The four types of intellectual property are trade secrets, trademark, copyright, and patent. Securing the correct protection for your assets is very important, which is why consulting an experienced attorney is a must!
Trade secrets are specific, private information that is important to the creator or owner because it gives the owner a competitive advantage in the marketplace. In order to establish information as a “trade secret” and to receive the legal protections associated with them, the owner of a trade secret must actively behave in a manner that demonstrates their desire to protect the information.
Trade secrets are protected without official registration; however, when the rights of an owner are used without permission, i.e., infringed or misappropriated, the owner may ask a court to prevent the infringer from using the trade secret.

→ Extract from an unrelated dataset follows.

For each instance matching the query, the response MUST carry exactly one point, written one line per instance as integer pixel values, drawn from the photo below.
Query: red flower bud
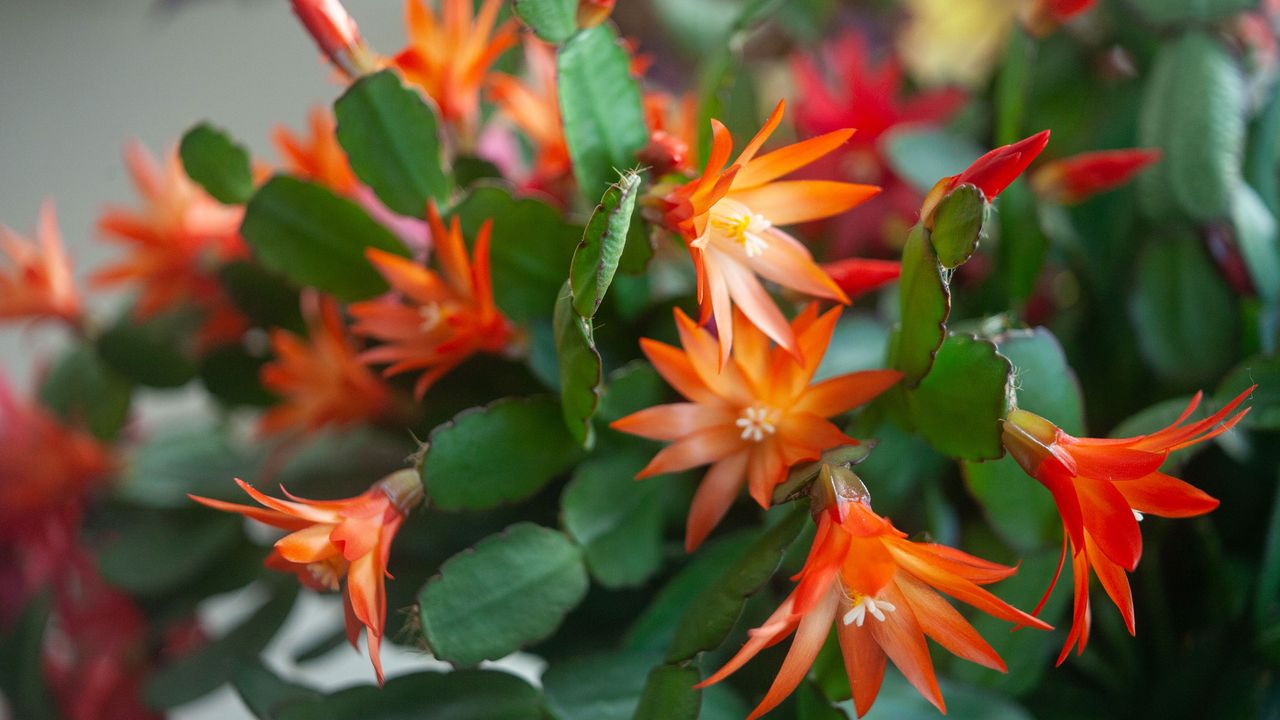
(1079, 177)
(592, 13)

Trademarks are words, phrases, or symbols that identify the source of a product or service. As examples, take Nike® and the Nike® logo, the “swoosh,” both of which are recognized by nearly everyone. It is clear that when either of these trademarks are used on a product who created it. Trademark rights come from the use of the trademark and those rights can be held indefinitely.
Copyright protects original works of authorship that include literary works, music, art, photography, computer code, and many others. Copyright protections are automatic which means once you create something, the copyright is yours. However, if your copyright is infringed and you wish to file a lawsuit and recover damages, then you need to have previously registered for federal protection.
Patent is used to protect inventions (or discoveries) that are new, non-obvious, and useful, such as a new process, machine, article of manufacture, or composition of matter. A patent owner is able to prevent everyone else from using, making, or selling the invention without permission.
Good business names and trademarks are those that are considered “distinct” under trademark law. The most distinct marks are coined words, for example, Exxon®, Polaroid®, and Xerox,® and the weakest are words that merely describe or are the generic name for your goods and services.